O terno bem cortado e o português arrevesado escondem a origem. Mineiro de Mutum criado em Olaria, no Rio, Fabiano Soares é a novidade na ciranda de treinadores do Brasileirão. Uma novidade importada, embora nascida no Brasil. A influência europeia vai além do estilo à beira do campo e do sotaque. Os conceitos no trabalho que começa a ganhar corpo no Atlético-PR e os diplomas de técnico obtidos nos cursos da Uefa atestam sua formação.

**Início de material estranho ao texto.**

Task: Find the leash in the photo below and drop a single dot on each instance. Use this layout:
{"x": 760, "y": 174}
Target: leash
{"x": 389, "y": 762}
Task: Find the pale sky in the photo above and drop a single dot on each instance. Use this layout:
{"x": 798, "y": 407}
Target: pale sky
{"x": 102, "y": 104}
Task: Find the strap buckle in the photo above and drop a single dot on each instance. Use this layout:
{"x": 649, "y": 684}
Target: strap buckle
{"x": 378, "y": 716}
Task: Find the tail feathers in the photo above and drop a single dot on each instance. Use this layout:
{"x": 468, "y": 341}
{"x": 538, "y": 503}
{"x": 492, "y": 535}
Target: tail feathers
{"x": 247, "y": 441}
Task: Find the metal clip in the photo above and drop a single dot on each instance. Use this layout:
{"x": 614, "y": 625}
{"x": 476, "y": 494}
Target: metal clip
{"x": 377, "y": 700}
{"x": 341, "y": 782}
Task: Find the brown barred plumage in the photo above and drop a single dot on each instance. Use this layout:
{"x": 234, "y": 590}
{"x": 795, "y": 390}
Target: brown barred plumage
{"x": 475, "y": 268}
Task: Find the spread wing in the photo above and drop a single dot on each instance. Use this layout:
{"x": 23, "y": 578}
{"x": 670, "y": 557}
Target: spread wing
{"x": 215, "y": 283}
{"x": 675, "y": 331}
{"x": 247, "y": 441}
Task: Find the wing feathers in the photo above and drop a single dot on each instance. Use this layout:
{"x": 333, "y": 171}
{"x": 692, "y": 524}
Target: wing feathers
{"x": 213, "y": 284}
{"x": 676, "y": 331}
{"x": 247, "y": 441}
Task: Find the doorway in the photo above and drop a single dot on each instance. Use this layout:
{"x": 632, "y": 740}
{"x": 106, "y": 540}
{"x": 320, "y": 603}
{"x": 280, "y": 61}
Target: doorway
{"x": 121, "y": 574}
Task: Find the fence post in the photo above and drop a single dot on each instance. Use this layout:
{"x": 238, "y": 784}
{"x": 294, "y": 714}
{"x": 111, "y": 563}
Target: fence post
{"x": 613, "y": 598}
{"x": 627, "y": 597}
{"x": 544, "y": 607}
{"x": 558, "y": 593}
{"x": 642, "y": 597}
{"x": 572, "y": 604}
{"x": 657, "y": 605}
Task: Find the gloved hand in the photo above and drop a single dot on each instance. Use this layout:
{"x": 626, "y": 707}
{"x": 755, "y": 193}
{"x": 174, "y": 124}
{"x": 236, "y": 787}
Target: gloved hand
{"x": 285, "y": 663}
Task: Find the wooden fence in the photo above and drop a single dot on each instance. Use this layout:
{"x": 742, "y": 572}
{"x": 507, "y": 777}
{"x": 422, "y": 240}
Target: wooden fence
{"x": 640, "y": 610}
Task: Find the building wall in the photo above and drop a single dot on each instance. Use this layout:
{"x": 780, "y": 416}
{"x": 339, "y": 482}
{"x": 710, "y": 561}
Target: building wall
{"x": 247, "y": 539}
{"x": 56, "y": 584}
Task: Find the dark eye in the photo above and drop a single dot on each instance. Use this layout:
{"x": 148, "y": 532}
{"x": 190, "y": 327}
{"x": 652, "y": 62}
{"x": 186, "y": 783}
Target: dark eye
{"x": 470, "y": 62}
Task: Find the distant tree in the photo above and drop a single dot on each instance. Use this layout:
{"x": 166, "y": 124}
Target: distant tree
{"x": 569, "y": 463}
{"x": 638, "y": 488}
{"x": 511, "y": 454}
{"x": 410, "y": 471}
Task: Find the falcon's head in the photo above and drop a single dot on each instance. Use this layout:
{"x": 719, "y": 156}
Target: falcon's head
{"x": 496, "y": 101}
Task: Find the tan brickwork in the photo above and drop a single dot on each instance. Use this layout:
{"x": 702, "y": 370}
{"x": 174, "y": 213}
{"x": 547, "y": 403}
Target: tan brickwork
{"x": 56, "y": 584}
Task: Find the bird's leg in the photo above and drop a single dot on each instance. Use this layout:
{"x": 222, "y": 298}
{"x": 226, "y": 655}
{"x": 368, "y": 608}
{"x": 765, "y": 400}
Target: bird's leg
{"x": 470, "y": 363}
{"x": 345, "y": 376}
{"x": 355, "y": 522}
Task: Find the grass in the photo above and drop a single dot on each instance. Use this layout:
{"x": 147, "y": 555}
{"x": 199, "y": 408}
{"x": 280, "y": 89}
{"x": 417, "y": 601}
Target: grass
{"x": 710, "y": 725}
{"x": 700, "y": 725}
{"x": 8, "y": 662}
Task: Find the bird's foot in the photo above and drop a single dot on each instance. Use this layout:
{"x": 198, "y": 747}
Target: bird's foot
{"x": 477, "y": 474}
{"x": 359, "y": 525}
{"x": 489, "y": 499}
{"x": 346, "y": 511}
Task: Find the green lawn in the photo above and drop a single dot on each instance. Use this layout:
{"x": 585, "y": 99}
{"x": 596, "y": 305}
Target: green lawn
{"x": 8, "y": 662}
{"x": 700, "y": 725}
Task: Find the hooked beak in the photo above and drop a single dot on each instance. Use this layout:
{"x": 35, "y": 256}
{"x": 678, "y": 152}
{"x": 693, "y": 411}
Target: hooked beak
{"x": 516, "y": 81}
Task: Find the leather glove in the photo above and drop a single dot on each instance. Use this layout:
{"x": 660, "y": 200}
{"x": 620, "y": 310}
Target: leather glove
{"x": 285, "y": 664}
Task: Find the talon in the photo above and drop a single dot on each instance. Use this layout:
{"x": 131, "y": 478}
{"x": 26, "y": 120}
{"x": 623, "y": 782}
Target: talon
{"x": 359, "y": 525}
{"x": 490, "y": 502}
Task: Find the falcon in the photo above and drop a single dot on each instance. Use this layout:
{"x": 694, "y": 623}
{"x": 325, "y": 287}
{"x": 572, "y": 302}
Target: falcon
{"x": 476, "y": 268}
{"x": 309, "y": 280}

Fabiano completa neste domingo, contra o Grêmio, 40 dias no cargo. Chegou como ilustre desconhecido. Também pudera. Cumpriu quase toda a sua trajetória como jogador e técnico na Espanha. Criado no Botafogo, saiu de Marechal Hermes antes mesmo de virar profissional. O que era comum em sua geração, que até tinha nomes talentosos, como Luizinho Quintanilha, campeão brasileiro e da Libertadores pelo Vasco. O problema era que o bicheiro Emil Pinheiro bancava o clube e as contratações, o que restringia o espaço da gurizada.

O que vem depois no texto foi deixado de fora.